Prophet journalism: Where do we draw the line?

At the end of each year, most people take stock of the past 365 days, looking at what they did and what they could do better in the coming year.

As the media, one of our biggest selling points has to be stories about prophets and their prophesies, some contentiously accurate, others wide off the mark.

“Prophet journalism” has been a controversial issue in the past year, with many querying the accuracy and objectiveness — themselves cornerstones of ethical journalism — of some of these stories.

While there has been an overwhelming response to preachers’ stories, the question is: Where do we draw the line between ethical journalism and what our readers want?

With Zimbabwe’s economy continuously hurtling on a downward trend, it is inevitable that people will resort to religion, as that is where they will get hope for either a better future or after-life.


As evidenced by people flocking to either prophets Walter Magaya or Emmanuel Makandiwa’s sermons, religion is now big in Zimbabwe and with it comes many opportunities.

At the risk of crossing the unpronounced ethical line, media houses, both electronic and print, have benefited from this religious frenzy, as their audiences grow each time there has been a prophecy.

However, of late there has been a number of fanciful and fantastical prophesies, some run by newspapers, which are, at the least, outrageous.

Bulawayo preacher Blessing Chiza has made a name for himself for making prophecies, but he has been off the mark far more than he has been accurate.

Preachers like Makandiwa and Magaya have also made vague forecasts, yet their popularity continues to soar.

There are number of Malawian prophets who have predicted President Robert Mugabe’s death, but so far they have been all wrong, yet such stories continue to be the most popular in most media outlets and with vast audiences.

There have also been popular stories like “miracle money”, while another preacher dished out “anointed condoms” without any hint of irony whatsoever.

This is the conundrum newspapers, including NewsDay, face.
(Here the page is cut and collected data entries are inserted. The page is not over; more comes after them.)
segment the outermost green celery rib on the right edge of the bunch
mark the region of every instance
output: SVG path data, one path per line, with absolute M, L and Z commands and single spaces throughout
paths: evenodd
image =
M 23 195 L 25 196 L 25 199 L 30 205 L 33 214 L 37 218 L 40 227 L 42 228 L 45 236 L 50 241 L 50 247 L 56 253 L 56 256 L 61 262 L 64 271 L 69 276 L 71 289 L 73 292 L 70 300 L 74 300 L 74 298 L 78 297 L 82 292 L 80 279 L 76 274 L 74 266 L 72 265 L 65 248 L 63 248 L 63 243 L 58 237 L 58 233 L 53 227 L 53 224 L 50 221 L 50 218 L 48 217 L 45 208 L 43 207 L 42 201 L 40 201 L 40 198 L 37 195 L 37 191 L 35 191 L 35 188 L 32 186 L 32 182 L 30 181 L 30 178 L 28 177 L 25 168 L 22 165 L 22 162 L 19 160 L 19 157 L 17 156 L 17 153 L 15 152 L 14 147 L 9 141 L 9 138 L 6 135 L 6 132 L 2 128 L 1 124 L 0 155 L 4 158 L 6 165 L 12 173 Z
There is a market eager to read what popular prophets like TB Joshua say, but also, how do we prove the accuracy of their prophesies in advance?

We have nothing against prophets, but the basic tenets of journalism dictate that a story should have at least three sources for it to pass the accuracy test, yet in all these religious stories there is only one source — the prophet — and what they say can neither be proved nor disproved.

It is difficult to predict what route prophesies will take in the coming year, but it is time we took stock of how we report on prophet stories and how the readers have embraced them.

The dilemma that media houses face now is to reduce the prophet stories and lose a significant market, or keep them and have readers flocking in. Either way, this is the difficult position we find ourselves in.

At the end of the day, our wish is to provide accurate, balanced and objective news and as we take stock of last year and move into 2016, we hope to improve on these fronts.